Lying facedown in the dirt, Tom reached forward, searching out a root, a branch, anything to give him leverage to stand. He listened to the prowler’s footfalls as he made an escape into the darkness of the woods. In a few hundred yards the intruder would reach the same ravine where Kelly had died. Tom searched the ground around him for the black ski mask, but like the prowler, it was gone.
“Dad! Dad!” Jill screamed, breaking branches as she rushed to his side. “Are you all right?”
Tom sat on the ground and rubbed his throbbing head. “Yeah, I’m fine,” he said, breathing hard.
“Who was that?” Jill asked, her voice nearing a frantic pitch. She knelt on the ground beside Tom and clutched his shoulder with her hand. Her fingers dug painfully into Tom’s skin.
“I think it might have been somebody your mom and I once knew,” Tom said, still struggling to catch his breath. “We knew him from a long, long time ago,” he continued. “When you were just a baby. A guy from the military named Kip Lange.”
“Do you think he’s the one who broke into our house?”
“Maybe,” said Tom. “I don’t know. I’m not even sure it was him. It just looked like him.”
“I don’t understand. If Mom knew him, why would she have run?” asked Jill. “Why would he have come back?”
Tom locked eyes with his panicked daughter.
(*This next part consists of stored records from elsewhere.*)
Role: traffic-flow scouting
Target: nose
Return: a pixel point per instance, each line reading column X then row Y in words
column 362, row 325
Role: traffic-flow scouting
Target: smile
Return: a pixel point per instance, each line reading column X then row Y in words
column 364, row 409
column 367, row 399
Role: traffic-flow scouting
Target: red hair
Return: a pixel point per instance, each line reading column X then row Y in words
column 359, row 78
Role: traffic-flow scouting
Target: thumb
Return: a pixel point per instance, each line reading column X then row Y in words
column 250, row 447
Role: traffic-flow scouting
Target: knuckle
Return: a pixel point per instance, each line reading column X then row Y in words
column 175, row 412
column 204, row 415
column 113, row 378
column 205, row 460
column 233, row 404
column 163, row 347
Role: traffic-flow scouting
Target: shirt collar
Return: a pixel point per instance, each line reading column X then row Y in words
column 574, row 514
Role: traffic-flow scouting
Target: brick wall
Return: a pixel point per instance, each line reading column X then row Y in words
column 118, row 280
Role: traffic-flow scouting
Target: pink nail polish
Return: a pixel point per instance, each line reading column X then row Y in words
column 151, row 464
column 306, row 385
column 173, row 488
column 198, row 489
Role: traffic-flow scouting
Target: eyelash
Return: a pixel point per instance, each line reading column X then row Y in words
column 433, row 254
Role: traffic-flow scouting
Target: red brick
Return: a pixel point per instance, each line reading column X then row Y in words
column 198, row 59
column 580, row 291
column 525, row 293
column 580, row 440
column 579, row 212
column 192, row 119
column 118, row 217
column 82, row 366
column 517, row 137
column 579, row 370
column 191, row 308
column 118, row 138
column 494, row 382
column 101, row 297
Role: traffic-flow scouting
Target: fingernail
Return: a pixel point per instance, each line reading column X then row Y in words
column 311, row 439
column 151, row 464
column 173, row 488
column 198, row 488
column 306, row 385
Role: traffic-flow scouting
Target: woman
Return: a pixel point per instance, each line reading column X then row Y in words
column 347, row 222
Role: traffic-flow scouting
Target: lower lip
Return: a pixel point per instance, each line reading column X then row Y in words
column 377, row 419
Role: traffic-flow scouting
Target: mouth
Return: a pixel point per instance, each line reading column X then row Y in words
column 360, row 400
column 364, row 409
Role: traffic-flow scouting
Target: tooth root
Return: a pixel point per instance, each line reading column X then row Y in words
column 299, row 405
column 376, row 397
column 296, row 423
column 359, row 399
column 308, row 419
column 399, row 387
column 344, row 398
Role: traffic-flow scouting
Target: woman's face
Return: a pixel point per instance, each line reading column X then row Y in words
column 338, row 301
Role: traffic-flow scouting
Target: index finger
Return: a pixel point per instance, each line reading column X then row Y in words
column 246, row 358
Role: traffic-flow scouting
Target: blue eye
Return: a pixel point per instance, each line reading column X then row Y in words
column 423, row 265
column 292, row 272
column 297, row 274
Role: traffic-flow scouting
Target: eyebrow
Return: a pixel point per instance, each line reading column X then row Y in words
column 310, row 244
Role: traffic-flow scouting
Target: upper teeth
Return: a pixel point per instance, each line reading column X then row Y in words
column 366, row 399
Her face had a ghostly white pallor, the same color as the moon. “I don’t know,” he said.
He did know.
But he couldn’t say.
Chapter 7
T
he receptionist jumped a little as Tom Hawkins neared her desk. “Attorney Pressman is waiting for you in his office,” she said, pointing to Marvin’s closed office door.
He took off his Red Sox baseball hat, damp from an August rain, and thanked her. The woman, not yet thirty, did not reply.